Algorithm to simplify boolean expressions

Question

I want to simplify a very large boolean function of the form :

f(a1,a2,....,an)= (a1+a2+a5).(a2+a7+a11+a23+a34)......(a1+a3+an).

'.' means OR

'+' means AND

there may be 100 such terms ('.' with each other ) value of n may go upto 30.

Is there any feasible algorithm to simplify this?

NOTE: this is not a lab assignment, a small part of my project on rule generation by rough set where f is dissimilarity function.

Answer 1

The well-known ways to do this are:

• if the number of variables is less than 5, use the Karnaugh Map Algorithm
• if the number of variables is 5 or more, use the Quine McCluskey Algorithm

The second way is most commonly used on a computer. It's tabular and straight-forward. The first way is the best way to do by hand and is more fun, but you can't use it for anything more than 4 variables reliably.

Answer 2

If you represent the a values as an int or long where a1 has value 2, a2 has value 4, a3 has value 8 etc.:

int a = (a1 ? 2^1 : 0) + (a2 ? 2^2 : 0) + (a3 ? 2^3 : 0) + ...;

(wasting a bit to keep it simple and ignoring the fact that you'd be better off with an a0 = 1)

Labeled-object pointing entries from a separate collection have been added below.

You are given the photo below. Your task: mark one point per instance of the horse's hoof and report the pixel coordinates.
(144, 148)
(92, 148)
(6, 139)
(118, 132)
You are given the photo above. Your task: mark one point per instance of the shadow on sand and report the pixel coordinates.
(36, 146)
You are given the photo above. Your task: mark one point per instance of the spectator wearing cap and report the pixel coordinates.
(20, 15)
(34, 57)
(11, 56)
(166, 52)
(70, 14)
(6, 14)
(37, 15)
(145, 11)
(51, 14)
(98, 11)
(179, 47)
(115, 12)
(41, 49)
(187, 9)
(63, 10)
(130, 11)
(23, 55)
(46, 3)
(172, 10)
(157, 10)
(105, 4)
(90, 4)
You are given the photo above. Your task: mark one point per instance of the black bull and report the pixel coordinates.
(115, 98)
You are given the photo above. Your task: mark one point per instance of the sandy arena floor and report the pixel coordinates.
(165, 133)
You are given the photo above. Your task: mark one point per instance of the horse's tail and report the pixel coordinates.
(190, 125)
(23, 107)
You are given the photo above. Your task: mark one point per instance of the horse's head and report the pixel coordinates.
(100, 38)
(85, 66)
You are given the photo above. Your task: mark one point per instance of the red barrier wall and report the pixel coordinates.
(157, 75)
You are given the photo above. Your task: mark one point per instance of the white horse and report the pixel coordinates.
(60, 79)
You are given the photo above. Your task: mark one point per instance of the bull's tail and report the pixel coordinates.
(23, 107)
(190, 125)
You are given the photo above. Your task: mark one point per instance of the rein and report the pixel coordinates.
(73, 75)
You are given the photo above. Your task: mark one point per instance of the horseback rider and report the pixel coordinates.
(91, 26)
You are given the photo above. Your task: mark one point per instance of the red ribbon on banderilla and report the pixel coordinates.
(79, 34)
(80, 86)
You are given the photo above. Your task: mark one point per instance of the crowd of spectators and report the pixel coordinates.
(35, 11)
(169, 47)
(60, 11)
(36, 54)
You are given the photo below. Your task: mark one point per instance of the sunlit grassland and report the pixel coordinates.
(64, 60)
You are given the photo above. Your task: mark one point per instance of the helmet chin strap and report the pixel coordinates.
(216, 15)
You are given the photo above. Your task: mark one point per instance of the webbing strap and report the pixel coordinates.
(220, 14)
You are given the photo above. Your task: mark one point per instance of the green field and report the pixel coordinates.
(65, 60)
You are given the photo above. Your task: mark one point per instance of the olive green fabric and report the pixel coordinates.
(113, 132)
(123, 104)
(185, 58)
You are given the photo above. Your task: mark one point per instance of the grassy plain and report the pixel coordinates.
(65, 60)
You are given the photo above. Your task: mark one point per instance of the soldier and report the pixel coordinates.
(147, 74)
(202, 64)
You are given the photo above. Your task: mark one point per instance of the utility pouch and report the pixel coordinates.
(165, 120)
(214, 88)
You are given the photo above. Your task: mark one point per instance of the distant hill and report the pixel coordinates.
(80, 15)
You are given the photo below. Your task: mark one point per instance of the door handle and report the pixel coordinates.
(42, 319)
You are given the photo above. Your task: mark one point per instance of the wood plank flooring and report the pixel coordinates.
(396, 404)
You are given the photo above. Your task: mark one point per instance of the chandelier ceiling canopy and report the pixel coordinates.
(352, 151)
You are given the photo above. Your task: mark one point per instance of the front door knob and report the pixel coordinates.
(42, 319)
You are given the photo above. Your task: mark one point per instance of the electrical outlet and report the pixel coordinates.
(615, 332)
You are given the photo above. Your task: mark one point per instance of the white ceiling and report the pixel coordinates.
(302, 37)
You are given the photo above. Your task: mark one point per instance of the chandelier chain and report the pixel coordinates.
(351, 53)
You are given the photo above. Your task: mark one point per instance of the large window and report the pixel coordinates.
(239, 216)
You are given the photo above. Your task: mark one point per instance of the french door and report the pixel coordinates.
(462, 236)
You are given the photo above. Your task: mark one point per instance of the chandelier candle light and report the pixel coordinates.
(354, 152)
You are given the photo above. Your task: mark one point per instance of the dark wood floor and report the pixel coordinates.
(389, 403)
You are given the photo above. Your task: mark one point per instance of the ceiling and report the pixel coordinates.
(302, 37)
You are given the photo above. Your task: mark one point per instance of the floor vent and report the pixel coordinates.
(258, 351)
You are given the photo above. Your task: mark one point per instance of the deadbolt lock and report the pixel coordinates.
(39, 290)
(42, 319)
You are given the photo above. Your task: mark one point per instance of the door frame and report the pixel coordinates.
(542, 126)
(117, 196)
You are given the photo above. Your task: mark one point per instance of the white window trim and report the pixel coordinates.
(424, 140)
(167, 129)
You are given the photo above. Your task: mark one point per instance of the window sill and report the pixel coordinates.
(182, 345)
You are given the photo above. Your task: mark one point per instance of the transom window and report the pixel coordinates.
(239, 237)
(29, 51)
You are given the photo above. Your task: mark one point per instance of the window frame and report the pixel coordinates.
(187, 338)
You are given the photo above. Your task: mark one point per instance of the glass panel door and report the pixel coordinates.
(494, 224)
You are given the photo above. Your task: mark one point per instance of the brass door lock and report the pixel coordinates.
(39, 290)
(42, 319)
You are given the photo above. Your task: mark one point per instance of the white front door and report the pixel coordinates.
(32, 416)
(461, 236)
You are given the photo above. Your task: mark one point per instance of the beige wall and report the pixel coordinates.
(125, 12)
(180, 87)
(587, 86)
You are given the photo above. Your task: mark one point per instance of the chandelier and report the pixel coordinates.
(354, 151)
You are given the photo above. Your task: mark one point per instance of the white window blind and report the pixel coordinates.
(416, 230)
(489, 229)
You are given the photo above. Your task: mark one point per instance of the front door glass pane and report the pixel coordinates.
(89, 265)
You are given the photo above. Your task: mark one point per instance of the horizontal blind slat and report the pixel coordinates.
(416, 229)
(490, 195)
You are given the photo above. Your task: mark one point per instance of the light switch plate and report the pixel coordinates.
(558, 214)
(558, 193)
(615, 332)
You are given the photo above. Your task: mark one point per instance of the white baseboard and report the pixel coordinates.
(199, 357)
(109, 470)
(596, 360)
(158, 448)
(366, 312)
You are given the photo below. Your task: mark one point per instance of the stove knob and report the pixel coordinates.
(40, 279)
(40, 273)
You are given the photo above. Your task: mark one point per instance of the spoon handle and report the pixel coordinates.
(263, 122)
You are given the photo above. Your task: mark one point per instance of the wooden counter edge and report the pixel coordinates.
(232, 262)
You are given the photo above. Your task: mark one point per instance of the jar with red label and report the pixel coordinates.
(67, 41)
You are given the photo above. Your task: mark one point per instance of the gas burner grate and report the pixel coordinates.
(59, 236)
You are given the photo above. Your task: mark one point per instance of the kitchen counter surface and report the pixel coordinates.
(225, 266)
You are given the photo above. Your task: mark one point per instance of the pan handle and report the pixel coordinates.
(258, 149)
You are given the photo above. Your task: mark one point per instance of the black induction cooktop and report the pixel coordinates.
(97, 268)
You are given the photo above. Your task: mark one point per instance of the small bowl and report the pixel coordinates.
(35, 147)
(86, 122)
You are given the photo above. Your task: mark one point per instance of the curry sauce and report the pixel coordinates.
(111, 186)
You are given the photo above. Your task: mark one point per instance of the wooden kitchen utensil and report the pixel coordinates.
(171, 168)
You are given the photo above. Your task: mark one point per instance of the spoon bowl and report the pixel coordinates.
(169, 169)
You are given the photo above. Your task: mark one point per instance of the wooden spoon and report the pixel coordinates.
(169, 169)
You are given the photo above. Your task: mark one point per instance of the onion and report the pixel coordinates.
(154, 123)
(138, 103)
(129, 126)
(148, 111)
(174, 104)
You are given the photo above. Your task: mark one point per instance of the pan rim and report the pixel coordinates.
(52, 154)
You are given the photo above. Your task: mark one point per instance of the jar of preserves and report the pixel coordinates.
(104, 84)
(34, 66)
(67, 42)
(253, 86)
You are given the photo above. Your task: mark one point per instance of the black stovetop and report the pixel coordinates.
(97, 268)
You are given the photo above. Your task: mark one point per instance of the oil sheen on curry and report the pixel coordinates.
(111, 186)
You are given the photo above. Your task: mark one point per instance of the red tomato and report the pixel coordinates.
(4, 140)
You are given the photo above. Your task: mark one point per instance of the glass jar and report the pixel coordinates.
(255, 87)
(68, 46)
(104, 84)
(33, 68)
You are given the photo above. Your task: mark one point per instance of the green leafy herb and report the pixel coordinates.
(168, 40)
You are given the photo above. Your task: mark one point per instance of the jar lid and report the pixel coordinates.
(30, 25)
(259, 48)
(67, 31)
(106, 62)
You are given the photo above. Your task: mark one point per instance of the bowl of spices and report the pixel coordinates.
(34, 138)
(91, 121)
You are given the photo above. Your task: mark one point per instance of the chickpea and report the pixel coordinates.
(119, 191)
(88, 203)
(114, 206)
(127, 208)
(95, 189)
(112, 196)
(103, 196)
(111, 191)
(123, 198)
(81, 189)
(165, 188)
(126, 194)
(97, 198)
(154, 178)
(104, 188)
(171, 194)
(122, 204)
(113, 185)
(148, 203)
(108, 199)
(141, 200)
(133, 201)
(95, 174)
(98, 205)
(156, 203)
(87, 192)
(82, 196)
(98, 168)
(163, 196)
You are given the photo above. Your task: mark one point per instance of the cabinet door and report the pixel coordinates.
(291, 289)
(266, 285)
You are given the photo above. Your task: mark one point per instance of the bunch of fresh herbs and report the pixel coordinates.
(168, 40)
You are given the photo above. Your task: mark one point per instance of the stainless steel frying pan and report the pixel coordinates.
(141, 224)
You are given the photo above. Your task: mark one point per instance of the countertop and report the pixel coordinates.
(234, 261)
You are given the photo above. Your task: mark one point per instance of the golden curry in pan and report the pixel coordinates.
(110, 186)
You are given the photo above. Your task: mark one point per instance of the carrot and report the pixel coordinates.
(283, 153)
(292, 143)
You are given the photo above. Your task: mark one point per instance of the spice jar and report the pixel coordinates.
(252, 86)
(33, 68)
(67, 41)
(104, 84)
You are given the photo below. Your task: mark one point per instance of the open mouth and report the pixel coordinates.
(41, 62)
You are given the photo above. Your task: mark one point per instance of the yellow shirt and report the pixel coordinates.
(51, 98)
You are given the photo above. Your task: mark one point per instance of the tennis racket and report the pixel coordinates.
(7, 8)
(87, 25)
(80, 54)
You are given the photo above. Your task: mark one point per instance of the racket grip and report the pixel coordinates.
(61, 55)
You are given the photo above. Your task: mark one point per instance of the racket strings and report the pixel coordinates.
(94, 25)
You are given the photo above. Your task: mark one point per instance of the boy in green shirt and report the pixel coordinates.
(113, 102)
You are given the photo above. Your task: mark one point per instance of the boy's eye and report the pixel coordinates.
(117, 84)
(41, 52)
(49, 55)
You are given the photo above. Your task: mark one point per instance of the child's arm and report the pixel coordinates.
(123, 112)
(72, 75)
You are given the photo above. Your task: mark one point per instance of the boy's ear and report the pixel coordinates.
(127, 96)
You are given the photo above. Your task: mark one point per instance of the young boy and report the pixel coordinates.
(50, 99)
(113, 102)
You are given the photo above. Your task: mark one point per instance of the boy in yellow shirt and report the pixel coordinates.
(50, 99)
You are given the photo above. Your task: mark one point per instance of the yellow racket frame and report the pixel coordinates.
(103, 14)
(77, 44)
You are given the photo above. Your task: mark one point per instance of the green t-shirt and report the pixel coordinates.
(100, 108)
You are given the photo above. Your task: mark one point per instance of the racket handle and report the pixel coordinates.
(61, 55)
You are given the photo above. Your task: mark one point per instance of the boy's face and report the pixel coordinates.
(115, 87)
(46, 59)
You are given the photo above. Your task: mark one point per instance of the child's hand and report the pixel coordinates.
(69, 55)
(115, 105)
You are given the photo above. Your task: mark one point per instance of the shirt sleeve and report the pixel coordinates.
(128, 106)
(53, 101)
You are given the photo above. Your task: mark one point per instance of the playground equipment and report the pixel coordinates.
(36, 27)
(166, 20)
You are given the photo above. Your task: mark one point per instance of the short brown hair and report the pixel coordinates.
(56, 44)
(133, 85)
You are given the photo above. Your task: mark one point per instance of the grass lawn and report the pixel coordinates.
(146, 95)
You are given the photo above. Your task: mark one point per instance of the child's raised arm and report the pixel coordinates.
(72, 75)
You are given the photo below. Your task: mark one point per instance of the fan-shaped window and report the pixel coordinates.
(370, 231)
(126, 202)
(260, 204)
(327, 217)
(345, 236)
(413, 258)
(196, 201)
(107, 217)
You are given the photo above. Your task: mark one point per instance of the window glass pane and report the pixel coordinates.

And you do the same for all of the terms:

long[] terms = ...;
terms[0] = 2^0 + 2^3 + 2^5           // a1+a2+a5
terms[1] = 2^2 + 2^7 + 2^23 + 2^34   // (a2+a7+a11+a23+a34)

Then you can find the result:

foreach(var term in terms)
{
   if (a & term == term) return true;
}
return false;

BUT this only works well for up to n=64. Above that it's messy.

Answer 3

The typical method is to use boolean algebra to reduce the statement to its simplest form.

If, for example, you have something like:

(A AND B) OR (A AND C)

you can convert it to a more simple form:

A AND (B OR C)